One of the more well known Biblical prophecies regarding the end times is found in Isaiah 2, where the prophet writes, “He will judge between the nations and will settle disputes for many peoples. They will beat their swords into ploughshares and their spears into pruning hooks.” This prophecy is undoubtedly about the future peace that will come when God is reigning completely over all the nations, but as I was reading 1 Samuel yesterday I saw a verse which made me realise that there might be more to it than that.
In 1 Samuel 13, Saul has been newly crowned the first king of Israel, but his people are being oppressed by the Philistines. One of the things the Philistines have done is remove all the blacksmiths from Israel so that the Israelites can’t forge weapons to use against them. So what happens is that the Israelites get their plough points and mattocks (farming instruments) sharpened so that they can be used as weapons, which they can then take into battle against the Philistines.
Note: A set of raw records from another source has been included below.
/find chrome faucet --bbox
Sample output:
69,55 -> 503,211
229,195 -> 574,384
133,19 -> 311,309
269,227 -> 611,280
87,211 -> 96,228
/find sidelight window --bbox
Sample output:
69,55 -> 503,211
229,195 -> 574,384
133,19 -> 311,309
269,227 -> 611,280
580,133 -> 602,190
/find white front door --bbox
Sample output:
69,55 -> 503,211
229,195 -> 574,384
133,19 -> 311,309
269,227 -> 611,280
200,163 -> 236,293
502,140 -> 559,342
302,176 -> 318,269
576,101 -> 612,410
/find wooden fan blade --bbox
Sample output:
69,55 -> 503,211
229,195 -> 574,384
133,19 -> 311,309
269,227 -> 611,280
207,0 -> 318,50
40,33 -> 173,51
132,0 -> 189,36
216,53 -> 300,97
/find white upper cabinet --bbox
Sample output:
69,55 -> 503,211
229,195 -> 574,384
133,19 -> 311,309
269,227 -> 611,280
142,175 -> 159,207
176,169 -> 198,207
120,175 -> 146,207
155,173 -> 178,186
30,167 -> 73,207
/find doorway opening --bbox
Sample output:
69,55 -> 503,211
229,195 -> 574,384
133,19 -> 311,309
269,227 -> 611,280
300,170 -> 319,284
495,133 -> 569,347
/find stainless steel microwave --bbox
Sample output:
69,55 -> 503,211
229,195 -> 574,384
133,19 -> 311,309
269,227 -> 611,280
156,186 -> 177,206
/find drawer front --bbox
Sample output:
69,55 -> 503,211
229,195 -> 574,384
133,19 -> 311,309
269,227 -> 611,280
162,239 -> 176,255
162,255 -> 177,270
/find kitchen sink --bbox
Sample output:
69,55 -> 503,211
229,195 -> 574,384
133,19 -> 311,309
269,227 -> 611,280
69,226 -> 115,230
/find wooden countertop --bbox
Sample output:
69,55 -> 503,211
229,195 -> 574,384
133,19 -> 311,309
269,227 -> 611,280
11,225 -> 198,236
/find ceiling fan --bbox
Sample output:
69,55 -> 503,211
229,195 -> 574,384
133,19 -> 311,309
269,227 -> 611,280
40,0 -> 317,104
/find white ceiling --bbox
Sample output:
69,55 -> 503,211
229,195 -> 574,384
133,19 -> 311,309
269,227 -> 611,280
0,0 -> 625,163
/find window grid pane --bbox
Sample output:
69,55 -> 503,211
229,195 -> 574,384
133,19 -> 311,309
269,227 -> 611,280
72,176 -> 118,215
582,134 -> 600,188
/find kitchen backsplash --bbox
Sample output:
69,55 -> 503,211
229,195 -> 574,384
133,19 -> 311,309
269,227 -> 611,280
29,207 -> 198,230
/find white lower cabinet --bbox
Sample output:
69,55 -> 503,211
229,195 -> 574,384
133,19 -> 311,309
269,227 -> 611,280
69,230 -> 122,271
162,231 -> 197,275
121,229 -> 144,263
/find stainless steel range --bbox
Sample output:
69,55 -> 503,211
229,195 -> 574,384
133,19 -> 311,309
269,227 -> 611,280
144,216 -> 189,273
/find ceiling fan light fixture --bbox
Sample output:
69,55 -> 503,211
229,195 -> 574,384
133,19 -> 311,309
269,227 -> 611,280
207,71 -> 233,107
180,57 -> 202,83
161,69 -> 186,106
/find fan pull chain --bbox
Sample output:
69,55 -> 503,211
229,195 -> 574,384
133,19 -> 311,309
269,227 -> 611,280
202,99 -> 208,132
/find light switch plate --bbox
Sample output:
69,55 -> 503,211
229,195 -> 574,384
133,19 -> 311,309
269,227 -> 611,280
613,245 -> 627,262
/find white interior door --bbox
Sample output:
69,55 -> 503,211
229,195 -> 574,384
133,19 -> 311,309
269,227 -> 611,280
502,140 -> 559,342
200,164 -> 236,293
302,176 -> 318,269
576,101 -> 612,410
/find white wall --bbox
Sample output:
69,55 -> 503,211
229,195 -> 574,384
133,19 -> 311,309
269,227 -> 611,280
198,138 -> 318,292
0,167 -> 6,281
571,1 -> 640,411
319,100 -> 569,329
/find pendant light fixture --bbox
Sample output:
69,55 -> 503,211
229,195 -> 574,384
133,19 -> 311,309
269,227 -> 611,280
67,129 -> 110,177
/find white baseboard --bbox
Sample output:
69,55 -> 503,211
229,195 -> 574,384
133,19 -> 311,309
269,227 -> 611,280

This is the opposite of what is prophesied to happen in the end times, but the things involved are so similar that I would be very surprised if Isaiah did not have this episode in mind. If so, then there is more to this than a simple absence of war. The background to this story is one of Israel’s discontentment: they cried out to God for a king to lead them, even though they should have recognised that God was their king. Furthermore, from Judges through to 1 Samuel the Israelites have been going through cycles of idolatry and sin, sometimes being obedient to God, but more often than not worshipping idols and doing all sorts of stuff that wasn’t ideal for them.
So here’s what I’m thinking: what if Isaiah 2:4 isn’t just talking about a lack of war, but about a reversal of the kind of situation that the Israelites found themselves in? Now that I’ve read the 1 Samuel passage it seems to me that there is implied in Isaiah a reversal of people’s attitudes to God and to each other as well. Israel were in that situation because of their refusal to recognise God as their king, but in Isaiah’s vision all the nations will see Him as king; Israel were also being oppressed by their neighbouring nations, but in Isaiah’s vision all disputes will be settled by God.
That means that Isaiah 2:4 is not just about giving up war, it’s about giving up everything that can lead to war and living in a completely different way, a way in which whole nations recognise God’s true sovereignty and stop oppressing the people around and within them.